2015 Budget Sees Tax Incentives For Pensions


BANGALORE: Finance Minister Arun Jaitley has introduced new schemes in order to create a ‘pensioned society’. He has put forth tax incentives to this effect, as well as a new pension scheme outlines in the 2015 Union Budget.

These measures are not only targeted towards increasing retirement savings, but also towards highlighting the profile of the government’s little known National Pension Scheme.

Under Section 80CCC and Section 80CCD, the investment limits for pension products have been increased. In both cases, the limit is now at 1.5 lakh rupees. This raises it to the limit level of Section 80C which covers pension products from mutual funds.

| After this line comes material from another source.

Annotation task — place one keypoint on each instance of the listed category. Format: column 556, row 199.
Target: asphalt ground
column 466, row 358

To promote the NPS, Arun Jaitley has made a separate window under Section 80 CCE. "Since this section doesn't fall under the overall cap of Rs 1.5 lakh under Section 80CCE, the deduction of Rs 50,000 for the NPS will be over and above the normal limit of Rs 1.5 lakh," says Vikram Shroff, Head, HR Law of Nishith Desai Associates

However, insurance and mutual fund players are upset with this singular action for the NPS. "The life insurance sector has been completely ignored in the Budget. We expected a separate limit of Rs 50,000 for pension plans, but the rise has been restricted to the NPS," says Manoj Jain, CEO, Shriram Life Insurance.

Apart from the deductions, a new pension scheme has been launched, and the government will provide 50 percent of the premium, to a limit of thousand rupees a year up to five years. The new scheme is called the Atal Pension Yojana and is being set up to offer a defined pension.